For someone age 40, each dollar you spend is actually costing you about $4. Even if you're in your mid-50s, each dollar you spend is actually taking about $2 out of your retirement fund.
And for somebody age 20, for whom the money can grow for at least 45 years, each dollar is actually costing you nine.
This is real.
I've had a lot of reader response after writing last week about the scary math of retirement.
Tens of millions of Americans have saved too little to retire in comfort. Just to provide an income of $1,000 a year in retirement, you'll probably need to save about $20,000. Someone who wants their savings to provide them with just $25,000 a year in retirement is going to need about half a million dollars, and you can do the math from there.
The reality? Fewer than half of all workers have set aside even $25,000. Forty-six percent have less than $10,000. And just 59% are currently saving for their retirement at all.
Even when you factor in the value of home equity, most people are falling a long way short of where they want to be. The consequences are going to be grim.
In the circumstances, I like to think in a way that balances present wants and future needs. Sure, I can go out for lunch. But I should be aware of what I won't have as a result.
It's a balance. I don't want to die poor, and I don't want to live miserably and die rich either.
When I point out how much people are raiding from their retirement accounts in order to spend today, some people question the numbers.
I'll concede you might not get a real return of 5%, the historic average, from equities at today's prices. The stock market seems pretty expensive by some measures.
But even at, say, 4%, money doubles in less than 20 years and triples in less than 30. A 30-year-old is still spending at least $2,000 of his retirement stash on his $499 iPad 2.
And even if the market is expensive now, it will presumably offer better value at some point in the future.

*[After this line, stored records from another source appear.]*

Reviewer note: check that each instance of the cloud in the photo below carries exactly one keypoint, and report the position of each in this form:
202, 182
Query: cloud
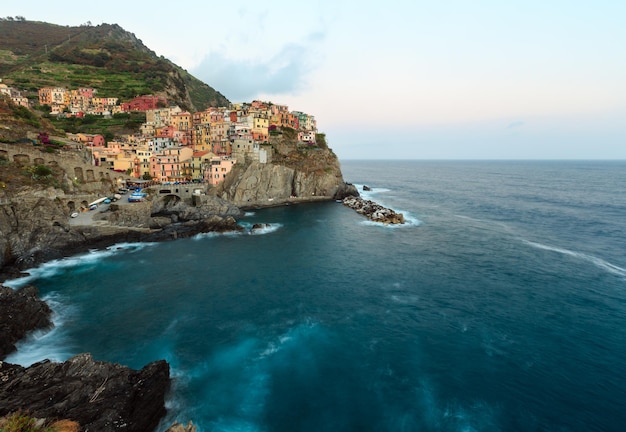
515, 125
286, 72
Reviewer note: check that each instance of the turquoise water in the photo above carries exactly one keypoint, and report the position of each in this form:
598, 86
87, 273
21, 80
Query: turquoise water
500, 306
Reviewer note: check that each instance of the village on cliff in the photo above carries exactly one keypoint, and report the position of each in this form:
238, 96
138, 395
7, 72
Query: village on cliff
175, 145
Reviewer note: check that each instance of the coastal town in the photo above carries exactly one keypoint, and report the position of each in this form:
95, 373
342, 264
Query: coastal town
174, 145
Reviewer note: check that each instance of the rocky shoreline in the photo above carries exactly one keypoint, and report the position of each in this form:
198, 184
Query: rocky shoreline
98, 396
373, 211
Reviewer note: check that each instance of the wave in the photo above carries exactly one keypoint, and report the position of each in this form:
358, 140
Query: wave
598, 262
267, 229
409, 219
373, 191
91, 258
53, 343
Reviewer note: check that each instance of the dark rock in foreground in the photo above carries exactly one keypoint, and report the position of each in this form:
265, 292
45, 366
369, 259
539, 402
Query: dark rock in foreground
100, 396
373, 211
21, 312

That would generate better opportunities for even higher returns. Those who invested during the crash two years ago have made big bucks.
And in some ways, my numbers actually understate the true cost of the money we spend today.
First, a lot of people aren't even maxing out their 401(k) and individual retirement account contributions each year. So they're missing out on tax breaks, and maybe a company match, as well. For someone in that position, their new iPad didn't just cost them $2,000 or $3,000. It may have cost them thousands more.
Second, I'm just looking at the compound returns up until the age of 65 or 70. In truth the capital you have then should continue to grow, even if at a lower rate. So the true cost of things may be even higher.
And there's a third issue.
So far, I've only talked about the calculations for one-off expenses.
Many of our bills are recurring, monthly expenses. Like a cellphone. Or cable. Or car-lease payments.
And when you run the same calculations on recurring costs, the figures go parabolic.
That $100 cable bill? Over 20 years, when you factor in the lost investment returns, that's going to cost you about $40,000. Over 30 years, about $80,000.
And over 35 years, $100,000.
Think of it as a factor of 1,000.
That $400 monthly car lease: $400,000. A $50 cellphone bill: $50,000.
Yikes. No surprise that I don't have a personal cellphone. Or premium cable.
As for the iPad? I don't need one anyway. I've been pleasantly surprised by my "UnPad," my hacked NookColor. I turned it into an Android Tablet only as an experiment, but it's turned out to be much better than I expected.
Runs loads of Android apps, fits in my coat pocket. And, unlike Mr. Jobs's marvel, it only cost me $800.
That's $200 on the sticker, and $600 in lost interest. What a deal!